Limpag: Halloween throwback

GOING down South and passing cemeteries reminded me of the time when our high school football team spent All Halloween’s eve near a cemetery in South Cotabato. We were in our senior year and we were playing in the meet just before the Provincial Meet and the powers that be thought the Halloween break was the best time to hold it.

Things were done way differently back then. We were billeted in a school that could barely hold our delegation and had no lights. So we spent our first night in tents, gazing at the stars. The defenders had other ideas and sneaked out and in the next night, we the forwards joined them in the lone store in the area that was open and was serving cold ones.

I tell you, security was so relaxed that I don’t think our delegation even had an idea of security. On our way home, we passed by a cemetery and seeing some of the candles left behind, one teammate—who went on to have a career sneaking into places for the military—led a team to commandeer a few of them so we would have something besides stars to illuminate us. We won the title, by the way, not because we were good but because we happened to come from a town that was big in sports. The other teams, it seemed, only learned their football the previous week.

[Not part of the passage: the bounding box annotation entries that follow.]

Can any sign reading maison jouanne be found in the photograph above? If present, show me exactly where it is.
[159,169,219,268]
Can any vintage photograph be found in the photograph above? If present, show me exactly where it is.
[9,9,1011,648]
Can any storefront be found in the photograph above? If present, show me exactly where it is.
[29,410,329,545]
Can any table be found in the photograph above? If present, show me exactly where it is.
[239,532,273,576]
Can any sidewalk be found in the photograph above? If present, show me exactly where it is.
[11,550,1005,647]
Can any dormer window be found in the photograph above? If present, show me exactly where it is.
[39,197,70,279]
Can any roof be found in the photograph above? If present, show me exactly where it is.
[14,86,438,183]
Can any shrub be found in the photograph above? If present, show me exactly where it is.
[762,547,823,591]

If I remember it right, the accommodation, despite its state, was the best thing in that meet. The field we played on was a farm lot converted into a football pitch. On the first day, the match referee didn’t even know that he was supposed to have a couple of linesmen. Boy, did we have fun when we realized he had no idea about the off-side rule. I spent the whole game standing inside the opponent’s penalty box.

We went on to play in the Provincial Meet, which our town hosted, and faced a hated rival who happened to have the governor’s son with them. I tell you, it was the first and only time I saw a squad of marines—one with a machine gun and all—stand guard by a freaking football team’s bench. We lost in the finals, to the marine-guarded team and for most of us, it was our last match as student-athletes.

Football has grown stronger in our town, thanks to former teammates who now lead the sport and teach the sons and daughters of former classmates. Hopefully, the kids these days don’t go through what we went through.